Today is Martin Luther King Jr. Day, a day to remember one of the greatest revolutionaries and civil rights activists of our time.

In the 10 years before his death in 1968, Dr. King was a big part of the civil rights struggle. He led the Montgomery Bus Boycott and held non-violent protests in Brimingham, Alabama. He helped organize the March on Washington, one of the biggest human rights marches in U.S. history. The passing of the Voting Rights Act in 1965 came as a result of the Selma Voting Rights movement and marches from Selma to Montgomery organized by King and the Southern Christian Leadership Conference.

King was a Nobel Peace Prize recipient. He was a fierce believer in racial equality, an efficient campaign strategist, and a great humanitarian who successfully harnessed the power of nonviolent civil disobedience.

On April 4 1968, he was assassinated on the balcony of the Lorraine Motel in Memphis, Tennessee.

In many ways, the place where King died serves as a stark illustration of America’s long and continuing path towards racial equality.

The city of Memphis began to see economic success in the mid-1800s, with the emergence of cotton, or “white gold”. It’s location on the Mississippi river made it the largest inland cotton market in the world. The antebellum cotton economy depended heavily on African-American slave labour, and Memphis quickly became the slave trade capital of Tennessee. The names of the city’s four original town squares – Exchange, Market, Court and Auction, still serve as a dark historical reminder.

During the American Civil War, Memphis became a centre for the Union forces after it was taken from the Confederate army in the Battle of Memphis in 1862. As a Union stronghold, the city became a preferred destination for many who escaped the shackles of slavery. As a result, the African-American population increased from 3,000 in 1860 to nearly 20,000 n 1865.

These rapid demographic changes caused tensions. In 1866, the three-day Memphis riot devastated Memphis’ black community, leaving 46 dead, 285 injured and more than one hundred houses and buildings burned to the ground. Along with a yellow fever epidemic in the late 1800’s, it had devastating effects for the city’s population.

Financial investments by Memphians were what helped ensure the city’s survival.

One of the most influential investors was African-American entrepreneur and landowner Robert R. Church. He built high-quality facilities such as parks, playgrounds, a concert hall and an auditorium for Memphis’ black inhabitants, who were barred from using white facilities under racist Jim Crow laws. Church’s daughter, Mary Church Terrell, incidentally became the first African-American woman to earn a college degree and was one of the founding members of the NAACP.

By the 1950s, Memphis was the world’s largest spot market for cotton and hardwood lumber. But the city was still plagued by poverty and segregation. In the 1960s, it became a hub of the civil rights movement when the city’s sanitation workers went on strike in a campaign for living wages and improved working conditions.

It was this issue that brought Martin Luther King to Memphis. On April 3 1968, he gave the famous “I’ve been to the mountaintop” speech at the Church of God in Christ headquarters. He was killed the following day.

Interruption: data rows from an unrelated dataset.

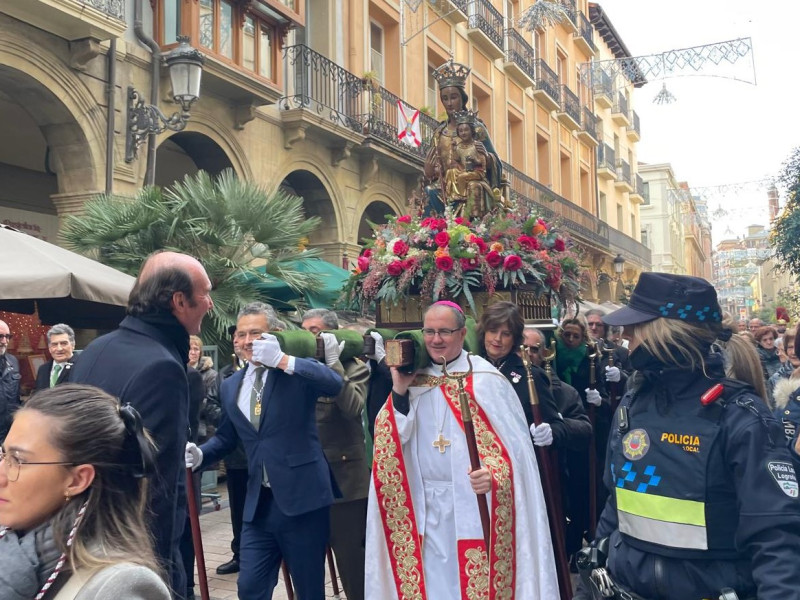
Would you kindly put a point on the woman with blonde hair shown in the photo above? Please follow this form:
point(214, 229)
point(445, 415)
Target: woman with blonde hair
point(72, 500)
point(703, 493)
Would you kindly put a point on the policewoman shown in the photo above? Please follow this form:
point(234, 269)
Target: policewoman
point(703, 494)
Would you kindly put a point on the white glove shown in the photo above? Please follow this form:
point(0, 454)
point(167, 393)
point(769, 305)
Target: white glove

It was a hard blow for the civil rights movement. Anger and shock led to widespread riots, and the Tennessee National Guardsmen were called to the city.

In many ways, the history of Memphis mirrors that of other cities across America, and highlights issues that are still problematic.

Suburbanization in Memphis, for example, has led to continued social segregation through wealthier residents moving to newer housing in the suburbs. The city has developed a majority-black population, while the metropolitan area is majority white.

The Lorraine Motel where Martin Luther King was assassinated is today the National Civil Rights Museum. “This is the story of a people,” its website reads. “Of hopes and dreams, of challenge and change. It is an American story. This story and struggle that started many centuries ago, continues today – with you”.